--- In FairfieldLife@yahoogroups.com, "authfriend" <jst...@...> wrote:
>
> --- In FairfieldLife@yahoogroups.com, "shempmcgurk" <shempmcgurk@> wrote:
> >
> > --- In FairfieldLife@yahoogroups.com, "authfriend" <jstein@> wrote:
> > >
> > > Very neat story, Shemp, thanks for posting it. I
> > > had no idea of Cronkite's role, let alone that of
> > > the kid in Silver Spring.
> > > 
> > > I remember one of my roommates at the time bringing
> > > home a copy of "I Want to Hold Your Hand."
> > 
> > Was this before the Ed Sullivan appearance?
> 
> Yup.
> 
> > > The three
> > > of us (recent college graduates) practically wore it
> > > out over the next week or so.
> > 
> > What prompted you to play it over and over?  Obviously
> > because you liked it but was it because you noticed
> > something new and different?
> 
> Don't know about my roommates, but I just loved the way
> it sounded, especially the harmonies and chord changes.
> I hadn't been into pop music since high school, so I
> didn't notice anything new and different about the song
> because I had nothing recent to compare it to. I've
> always responded to harmony and modulation more than to
> melody (my favorite classical composer is Bach).
> 
> > I ask because although I became a Beatles fanatic like
> > pretty much everyone else in my generation, the only
> > reason I was interested in their music at first was
> > because my older brother was, and without that influence
> > I'm not sure I would have listened to them initially (I
> > was 9 in 1964).  I'm curious to know -- especially
> > pre-Sullivan -- what it was that caught people's attention.
> 
> I think all three of us were taken by how *upbeat* it
> was, how joyous.
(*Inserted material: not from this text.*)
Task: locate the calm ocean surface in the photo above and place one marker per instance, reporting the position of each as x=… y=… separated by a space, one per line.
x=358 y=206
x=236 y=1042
Although we'd been traumatized by the
> JFK assassination like everybody else, I don't recall
> that we'd been feeling particularly down; we'd pretty
> much gotten over it by that time. So I'm not sure that
> was really much of a factor.
> 
> I don't remember seeing the Cronkite story on CBS,
> either. The three of us were big Huntley-Brinkley fans.
> 
> My female roommate and I (the third, the one who bought
> the record, was a guy) were utterly captivated by the
> Beatles as people. We both went nuts for John. At one
> point one of us bought a set of Beatles baseball-type
> cards and stuck them all over the apartment (I put one
> in the freezer compartment of the refrigerator). When
> "Hard Day's Night" opened, we went to see it five or
> six times. And of course we bought all the records as
> they came out.
>

I went to see "A Hard day's night" about 5 times when it first came out, too.  
By the way, Richard Lester, the director of the film and considered by many as 
the father of the music video for the way he filmed the music numbers, is an 
American by birth, although he directed the film under the auspices of the 
British film industry.

I then resaw the film about 20 years ago and couldn't stand it.

But then about a year ago I saw it yet again, this time the special DVD release 
by Miramax with some great extras, and I again enjoyed the movie.